Immunization with MOG196-pulsed DCs suppressed MOG35-55-induced EAE.
(A) Experimental design for “B”: C57BL/6 mice were immunized with MOG35-55 for EAE. One week before and after the EAE induction, the animals received one of the following subcutaneous treatments: (1) no treatment (No Tx); (2) 1 × 106 Qdm-pulsed Kb−/−Db−/− DCs (DC/Qdm); (3) 1 × 106 MOG196-pulsed Kb−/−Db−/− DCs (DC/MOG196). The mice were then monitored for paralytic disease daily. (B) Daily mean disease score was shown. N = 5. *P < 0.05; **P < 0.01; ***P < 0.001. Two-way ANOVA test. (C) Experimental design for “D”: C57BL/6 mice were immunized with MOG35-55 for EAE on day 0. At days -3, 2, and 7, animals were immunized with 1 × 106 B6 DCs pulsed with Qdm (DC/Qdm), HSP60p216 (DC/HSP60p216), or MOG196 (DC/MOG196). The animals were then monitored for paralytic disease daily. (D) Daily mean disease score was shown. N = 5. *P < 0.05. Two-way ANOVA test. Concentration of peptides used for pulsing the DCs was 10 μg/ml.
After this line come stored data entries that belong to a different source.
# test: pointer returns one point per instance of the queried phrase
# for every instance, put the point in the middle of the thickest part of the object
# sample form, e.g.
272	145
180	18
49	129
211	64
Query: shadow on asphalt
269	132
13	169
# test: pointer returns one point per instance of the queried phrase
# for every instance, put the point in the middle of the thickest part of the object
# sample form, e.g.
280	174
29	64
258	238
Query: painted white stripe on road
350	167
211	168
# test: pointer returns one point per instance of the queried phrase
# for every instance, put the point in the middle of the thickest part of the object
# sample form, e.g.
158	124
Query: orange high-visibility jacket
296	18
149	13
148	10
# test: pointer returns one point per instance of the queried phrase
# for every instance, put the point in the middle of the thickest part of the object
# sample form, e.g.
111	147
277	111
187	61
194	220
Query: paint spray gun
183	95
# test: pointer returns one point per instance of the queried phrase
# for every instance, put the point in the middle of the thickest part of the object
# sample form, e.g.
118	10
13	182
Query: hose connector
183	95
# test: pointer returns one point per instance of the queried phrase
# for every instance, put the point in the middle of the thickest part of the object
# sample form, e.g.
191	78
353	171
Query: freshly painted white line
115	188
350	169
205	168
Immunization with the MOG196-pulsed DCs suppresses ongoing MOG35-55 EAE, which is dependent on CD8+ T cells
Next, we asked whether immunization with the MOG196-pulsed mature B6 DCs could suppress ongoing EAE and whether the disease suppression depended on CD8+ T cells. To address the role of the CD8+ T cells, we decided to utilize a depleting anti-CD8 monoclonal antibody, i.e. the clone 53–6.7 that had been shown to specifically abrogate the function of CD8+ T cells both in vitro and in vivo16,22. Hence, C57BL/6 mice were immunized with the MOG35-55 for EAE. Ten days later, animals received either no treatment (No Tx) or the MOG196-pulsed DCs. Among the animals that received the MOG196-pulsed DCs, some animals also received an intra-peritoneal injection of the depleting anti-CD8 antibody at days -2, -1, 7 and 14 to deplete CD8+ T cells. Our data showed that, as compared to no treatment, one intravenous injection of 5 × 105 MOG196-pulsed B6 DCs robustly suppressed the ongoing paralytic disease (Fig. 6A,B, Table S3). Importantly, depletion of CD8+ T cells abrogated the protective effect of the DC/MOG196. Therefore, our data demonstrated that suppression of ongoing EAE by the MOG196-pulsed DC was dependent on CD8+ T cells.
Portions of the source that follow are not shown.